Lors de son interpellation, les autorités ont découvert dans son domicile des seringues usagées, des flacons non étiquetés et du matériel médical rudimentaire, révélant l’ampleur de l’imposture. Sylvain Koyira est poursuivi pour exercice illégal de la médecine, homicide involontaire, mise en danger de la vie d’autrui et séjour irrégulier.
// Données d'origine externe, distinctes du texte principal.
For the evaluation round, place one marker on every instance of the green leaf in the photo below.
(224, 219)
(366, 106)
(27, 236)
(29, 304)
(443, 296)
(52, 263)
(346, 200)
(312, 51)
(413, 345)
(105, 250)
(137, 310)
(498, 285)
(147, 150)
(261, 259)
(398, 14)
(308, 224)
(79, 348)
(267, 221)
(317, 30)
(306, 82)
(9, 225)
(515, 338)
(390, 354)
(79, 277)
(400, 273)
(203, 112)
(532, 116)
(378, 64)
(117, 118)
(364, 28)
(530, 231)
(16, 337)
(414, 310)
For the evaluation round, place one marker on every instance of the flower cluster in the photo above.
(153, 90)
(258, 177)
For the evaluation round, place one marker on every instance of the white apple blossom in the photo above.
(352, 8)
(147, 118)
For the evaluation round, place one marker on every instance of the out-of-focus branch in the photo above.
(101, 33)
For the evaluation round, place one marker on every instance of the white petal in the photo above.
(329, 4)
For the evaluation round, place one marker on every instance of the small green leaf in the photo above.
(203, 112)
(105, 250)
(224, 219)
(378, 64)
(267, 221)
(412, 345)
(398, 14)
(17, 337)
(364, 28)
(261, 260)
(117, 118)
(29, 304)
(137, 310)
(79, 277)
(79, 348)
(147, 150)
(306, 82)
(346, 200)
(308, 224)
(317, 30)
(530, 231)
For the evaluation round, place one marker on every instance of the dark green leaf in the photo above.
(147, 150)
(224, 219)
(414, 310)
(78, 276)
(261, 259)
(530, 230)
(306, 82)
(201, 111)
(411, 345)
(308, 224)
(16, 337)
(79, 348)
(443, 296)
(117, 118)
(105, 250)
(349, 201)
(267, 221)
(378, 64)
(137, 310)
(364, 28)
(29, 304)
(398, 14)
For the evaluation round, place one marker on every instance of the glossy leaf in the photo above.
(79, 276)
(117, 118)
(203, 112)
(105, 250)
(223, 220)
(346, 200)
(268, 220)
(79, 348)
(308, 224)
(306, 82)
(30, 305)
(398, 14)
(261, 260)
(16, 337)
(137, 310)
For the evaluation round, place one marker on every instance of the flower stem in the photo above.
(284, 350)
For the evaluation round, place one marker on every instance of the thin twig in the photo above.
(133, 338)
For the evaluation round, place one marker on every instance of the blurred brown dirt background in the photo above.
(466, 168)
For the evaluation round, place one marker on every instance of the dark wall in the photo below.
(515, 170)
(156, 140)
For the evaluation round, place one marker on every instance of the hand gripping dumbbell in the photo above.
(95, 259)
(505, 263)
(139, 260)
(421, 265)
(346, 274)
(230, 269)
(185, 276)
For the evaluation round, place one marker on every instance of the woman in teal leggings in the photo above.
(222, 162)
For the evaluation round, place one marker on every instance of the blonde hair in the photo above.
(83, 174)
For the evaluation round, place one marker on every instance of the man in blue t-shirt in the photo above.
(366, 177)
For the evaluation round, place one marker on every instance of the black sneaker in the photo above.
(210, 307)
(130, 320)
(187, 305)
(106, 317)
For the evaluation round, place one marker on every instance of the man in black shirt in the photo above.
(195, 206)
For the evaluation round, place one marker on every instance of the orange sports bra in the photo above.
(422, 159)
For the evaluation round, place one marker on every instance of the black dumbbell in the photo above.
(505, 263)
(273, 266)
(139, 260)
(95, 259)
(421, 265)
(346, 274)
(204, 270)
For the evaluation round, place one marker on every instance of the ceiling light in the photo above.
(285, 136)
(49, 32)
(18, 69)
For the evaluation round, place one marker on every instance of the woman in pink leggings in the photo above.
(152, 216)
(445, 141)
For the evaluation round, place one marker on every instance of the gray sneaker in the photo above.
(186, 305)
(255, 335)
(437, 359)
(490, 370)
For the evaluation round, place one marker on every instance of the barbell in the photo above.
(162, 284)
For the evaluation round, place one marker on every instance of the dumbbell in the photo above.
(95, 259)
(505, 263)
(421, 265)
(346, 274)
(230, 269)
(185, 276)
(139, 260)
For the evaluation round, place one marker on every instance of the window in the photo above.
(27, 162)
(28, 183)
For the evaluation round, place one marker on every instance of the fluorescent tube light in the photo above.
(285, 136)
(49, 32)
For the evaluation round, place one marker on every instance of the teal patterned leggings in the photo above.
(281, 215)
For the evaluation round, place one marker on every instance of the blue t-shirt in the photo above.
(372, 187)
Ce drame met en lumière les failles persistantes dans le contrôle des pratiques médicales et l’accès sécurisé à la santé reproductive. Il interpelle les pouvoirs publics sur la nécessité d’intensifier les campagnes de sensibilisation, de renforcer les contrôles sanitaires et de garantir aux femmes un accès encadré et digne aux soins médicaux, notamment en matière de santé sexuelle.
La mort d’Oliphie Ntsélé Obali ne doit pas être un simple fait divers. Elle doit devenir un signal d’alarme pour que plus jamais une femme ne meure dans l’ombre d’un acte médical clandestin.